When aggregated, these logs enable queries like "Show me all cases where the agent selected tool X with confidence < 0.7" or "Find tasks where the agent changed tool selection mid-execution."

Real-time Monitoring and Alerting: Observability platforms trigger alerts when agent behavior deviates from normal patterns:

  • Alert when error rate exceeds 5% over a 10-minute window
  • Alert when average task duration increases by 50% compared to baseline
  • Alert when an individual agent task exceeds 100 LLM calls (potential infinite loop)
  • Alert when cost per completed task exceeds $1.00 (inefficiency indicator)
  • Alert when an agent attempts to use deprecated or disabled tools

Common Pitfalls

Insufficient Instrumentation: The most common pitfall is instrumenting only high-level success/failure metrics without capturing the internal agent reasoning process. When issues occur, teams find they cannot reconstruct what the agent was thinking or why it made specific decisions. Every significant decision point in agent execution should emit structured events.

High Cardinality Metrics: Agent systems naturally produce high-cardinality data—unique task IDs, variable user inputs, diverse tool combinations. Naively adding all context as metric labels can overwhelm metrics systems:

// PROBLEMATIC: High cardinality
metrics.counter('agent_tasks_completed', {
  user_id: userId,           // Potentially millions of unique values
  input_text: inputText,     // Essentially infinite cardinality
  task_id: taskId,          // Every task is unique
});

// BETTER: Bounded cardinality
metrics.counter('agent_tasks_completed', {
  task_type: taskType,      // Limited set of types
  user_tier: userTier,      // Small set of tiers
  success: success,         // Boolean
});
// Store high-cardinality data in traces and logs instead

High-cardinality metrics cause performance degradation, increased storage costs, and query slowdowns.

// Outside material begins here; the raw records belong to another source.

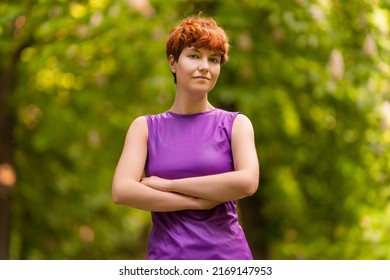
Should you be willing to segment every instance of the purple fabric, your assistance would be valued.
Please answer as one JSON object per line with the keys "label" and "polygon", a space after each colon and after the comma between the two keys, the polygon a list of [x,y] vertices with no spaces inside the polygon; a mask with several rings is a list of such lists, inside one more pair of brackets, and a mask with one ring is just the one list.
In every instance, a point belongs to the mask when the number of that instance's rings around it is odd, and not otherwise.
{"label": "purple fabric", "polygon": [[[146,116],[146,175],[179,179],[232,171],[230,142],[237,114],[214,109]],[[152,212],[152,221],[147,259],[253,259],[236,201],[210,210]]]}

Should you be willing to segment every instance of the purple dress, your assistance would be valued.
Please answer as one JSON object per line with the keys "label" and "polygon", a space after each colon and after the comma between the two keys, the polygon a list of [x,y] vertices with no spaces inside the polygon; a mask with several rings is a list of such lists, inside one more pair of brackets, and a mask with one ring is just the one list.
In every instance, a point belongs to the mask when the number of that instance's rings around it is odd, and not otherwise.
{"label": "purple dress", "polygon": [[[234,170],[230,142],[237,115],[213,109],[146,116],[146,176],[179,179]],[[152,212],[152,221],[147,259],[253,259],[238,223],[236,201],[210,210]]]}

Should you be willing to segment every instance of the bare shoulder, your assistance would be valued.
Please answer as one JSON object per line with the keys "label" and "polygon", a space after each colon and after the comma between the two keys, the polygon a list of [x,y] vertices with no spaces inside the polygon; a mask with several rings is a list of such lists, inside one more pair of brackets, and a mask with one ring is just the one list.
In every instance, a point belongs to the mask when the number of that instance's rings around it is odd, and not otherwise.
{"label": "bare shoulder", "polygon": [[130,135],[147,137],[148,125],[146,117],[140,116],[133,120],[127,132],[127,136],[129,137]]}
{"label": "bare shoulder", "polygon": [[233,135],[242,133],[253,133],[251,120],[244,114],[238,114],[233,123]]}

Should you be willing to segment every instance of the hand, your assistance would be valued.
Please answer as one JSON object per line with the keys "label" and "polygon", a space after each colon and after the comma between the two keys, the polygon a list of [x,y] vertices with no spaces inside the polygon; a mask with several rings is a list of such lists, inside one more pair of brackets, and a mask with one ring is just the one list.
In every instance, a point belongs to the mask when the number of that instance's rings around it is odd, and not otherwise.
{"label": "hand", "polygon": [[169,192],[171,191],[170,185],[172,184],[172,180],[163,179],[157,176],[150,176],[142,178],[141,183],[159,191]]}

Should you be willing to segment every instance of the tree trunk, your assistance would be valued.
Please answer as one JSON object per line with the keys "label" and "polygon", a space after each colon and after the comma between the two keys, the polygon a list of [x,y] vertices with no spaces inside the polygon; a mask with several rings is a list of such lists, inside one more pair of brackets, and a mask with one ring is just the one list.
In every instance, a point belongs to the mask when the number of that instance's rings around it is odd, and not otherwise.
{"label": "tree trunk", "polygon": [[[13,75],[0,71],[0,165],[13,166],[13,128],[14,116],[9,103],[12,92]],[[0,174],[7,176],[7,174]],[[0,178],[1,179],[1,178]],[[9,259],[9,243],[11,229],[10,185],[0,180],[0,259]]]}

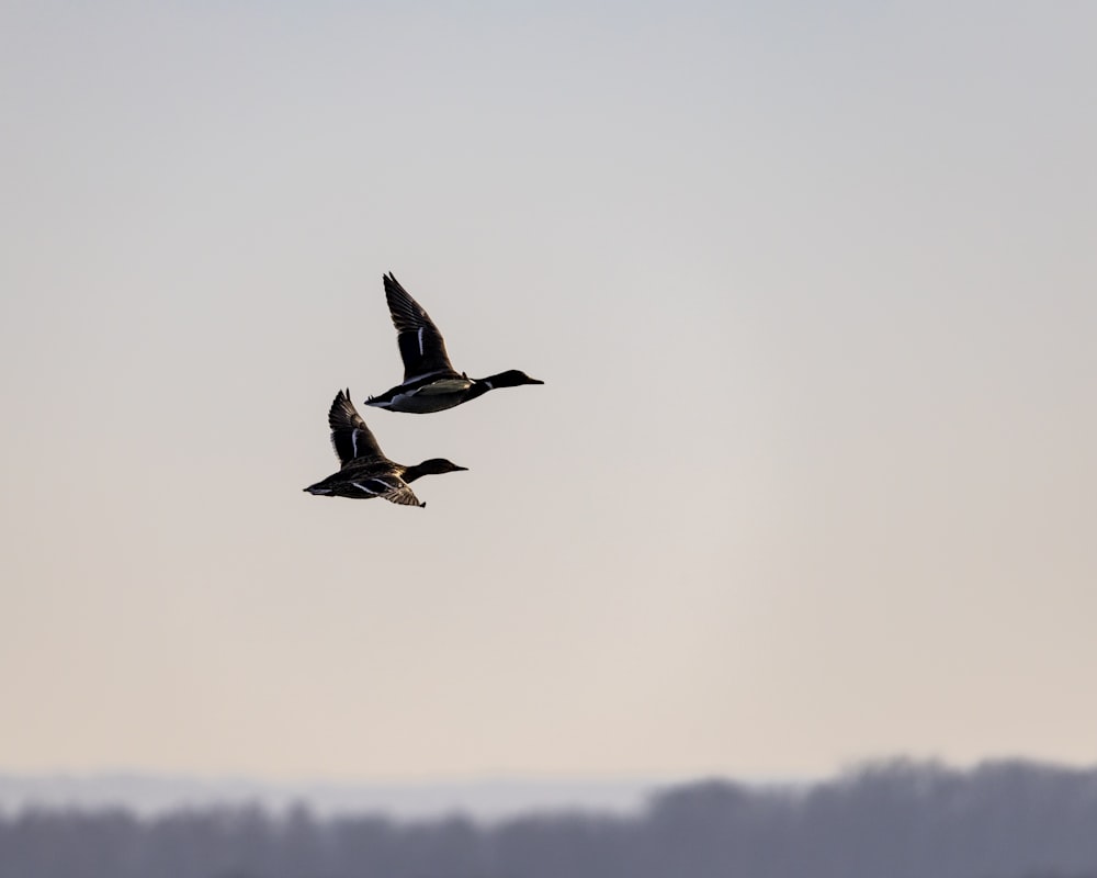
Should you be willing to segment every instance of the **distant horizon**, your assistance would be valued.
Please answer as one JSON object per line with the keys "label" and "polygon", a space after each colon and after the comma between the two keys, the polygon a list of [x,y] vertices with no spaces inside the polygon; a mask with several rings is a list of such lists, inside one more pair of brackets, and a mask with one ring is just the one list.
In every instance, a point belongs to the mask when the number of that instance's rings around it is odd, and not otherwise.
{"label": "distant horizon", "polygon": [[1026,756],[995,756],[970,764],[935,757],[867,757],[817,776],[734,776],[709,773],[681,777],[581,777],[476,775],[449,778],[271,779],[225,773],[186,775],[148,770],[10,772],[0,767],[0,815],[27,809],[109,810],[121,808],[142,818],[192,809],[258,806],[285,812],[304,806],[320,818],[376,813],[397,820],[432,820],[460,814],[496,822],[539,813],[584,812],[636,815],[668,790],[717,783],[751,789],[808,790],[866,772],[895,766],[971,774],[993,766],[1085,773],[1097,761],[1068,764]]}

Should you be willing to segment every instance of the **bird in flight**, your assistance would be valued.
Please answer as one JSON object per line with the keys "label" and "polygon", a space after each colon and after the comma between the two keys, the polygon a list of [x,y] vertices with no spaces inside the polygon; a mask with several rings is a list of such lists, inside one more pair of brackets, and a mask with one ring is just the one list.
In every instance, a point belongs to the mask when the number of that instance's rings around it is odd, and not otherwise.
{"label": "bird in flight", "polygon": [[426,506],[411,491],[410,482],[423,475],[468,469],[444,458],[431,458],[414,466],[389,460],[355,410],[349,390],[336,395],[328,410],[328,426],[331,427],[331,446],[342,469],[306,487],[309,494],[351,499],[384,497],[402,506]]}
{"label": "bird in flight", "polygon": [[457,372],[445,353],[445,342],[434,322],[392,272],[385,274],[385,297],[396,327],[396,342],[404,360],[404,382],[365,401],[391,412],[442,412],[467,403],[498,387],[544,384],[524,372],[510,369],[487,378]]}

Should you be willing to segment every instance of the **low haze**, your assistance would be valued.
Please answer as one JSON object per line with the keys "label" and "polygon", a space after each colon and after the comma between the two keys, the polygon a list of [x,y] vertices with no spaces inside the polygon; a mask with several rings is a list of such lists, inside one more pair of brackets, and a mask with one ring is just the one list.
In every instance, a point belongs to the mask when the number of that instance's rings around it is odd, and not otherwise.
{"label": "low haze", "polygon": [[[7,4],[0,774],[1090,763],[1095,33]],[[545,384],[363,406],[386,271]],[[304,494],[347,386],[468,472]]]}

Missing Correlation IDs: Agent tasks often span multiple services, microservices, and external APIs. Without correlation IDs propagated through the entire request path, connecting related events becomes impossible. Every log line, metric, and trace span should include identifiers that allow correlation:

  • task_id: Unique identifier for the agent task
  • session_id: Identifier for multi-turn agent sessions
  • trace_id: Distributed tracing identifier
  • user_id: For user-initiated tasks

Over-reliance on Sampling: To reduce costs, some teams aggressively sample traces—capturing only 1% or 0.1% of agent executions. This works for high-throughput web services but is problematic for agents where rare failure modes matter significantly. A bug affecting 0.5% of tasks might never appear in sampled data. Consider head-based sampling that captures all errors and slow requests, plus a percentage of successful requests.

Logging Sensitive Data: Agents often process user data, API credentials, and proprietary information. Logging agent reasoning verbatim can inadvertently capture sensitive data:

// DANGEROUS: May log sensitive data
logger.info('Agent input', { input: userInput });

// SAFER: Redact or summarize
logger.info('Agent input', {
  input_length: userInput.length,
  input_type: classifyInputType(userInput),
  contains_pii: detectPII(userInput),
});

Implement automatic redaction for known sensitive patterns (API keys, SSNs, credit cards) and consider separate audit logs with enhanced access controls for full data capture.

Alert Fatigue: Teams often create too many alerts with improper thresholds, leading to constant noise that gets ignored. Start with alerts for genuine production issues: complete system failures, severe performance degradation, and safety violations. Tune thresholds based on actual baseline behavior rather than guesses.

Ignoring Tool Observability: Agents invoke external tools and APIs. If these tools lack observability, diagnosing agent issues becomes difficult. When an agent's tool call fails, you need visibility into whether the failure was due to the tool itself, network issues, authentication problems, or incorrect agent usage.

Implementation

Implementing comprehensive observability for agent systems requires coordinated instrumentation across three pillars:

Three Pillars of Observability

Metrics: Numerical measurements aggregated over time windows. Metrics answer questions like "How many agent tasks are completing?" and "What's the average token usage?" Use metrics for:

  • Counters: Total tasks, successful completions, errors, tool invocations
  • Gauges: Active agent tasks, queue depth, concurrent LLM calls
  • Histograms: Task duration distribution, token counts, cost per task

Logs: Timestamped text records of discrete events. Logs answer questions like "What was the agent thinking at step 5?" and "Why did this specific task fail?" Use structured logging with consistent schemas:

interface AgentLogEvent {
  timestamp: string;
  level: 'debug' | 'info' | 'warn' | 'error';
  task_id: string;
  trace_id: string;
  event_type: string;
  message: string;
  attributes: Record<string, any>;
}

Traces: Records of request flow through distributed systems. Traces answer questions like "Where is latency occurring in this agent workflow?" and "What sequence of operations led to this outcome?" Implement distributed tracing using OpenTelemetry or similar standards.

Monitoring Stack Setup

A production-ready agent observability stack typically includes:

Collection Layer:

  • OpenTelemetry SDKs instrumented throughout agent code
  • Log shippers (Fluent Bit, Vector) aggregating logs from all services
  • Metrics exporters (Prometheus exporters, StatsD clients)

Storage and Processing:

  • Time-series database for metrics (Prometheus, Victoria Metrics, Grafana Milo)
  • Distributed tracing backend (Jaeger, Tempo, Lightstep)
  • Log aggregation platform (Elasticsearch, Loki, Datadog)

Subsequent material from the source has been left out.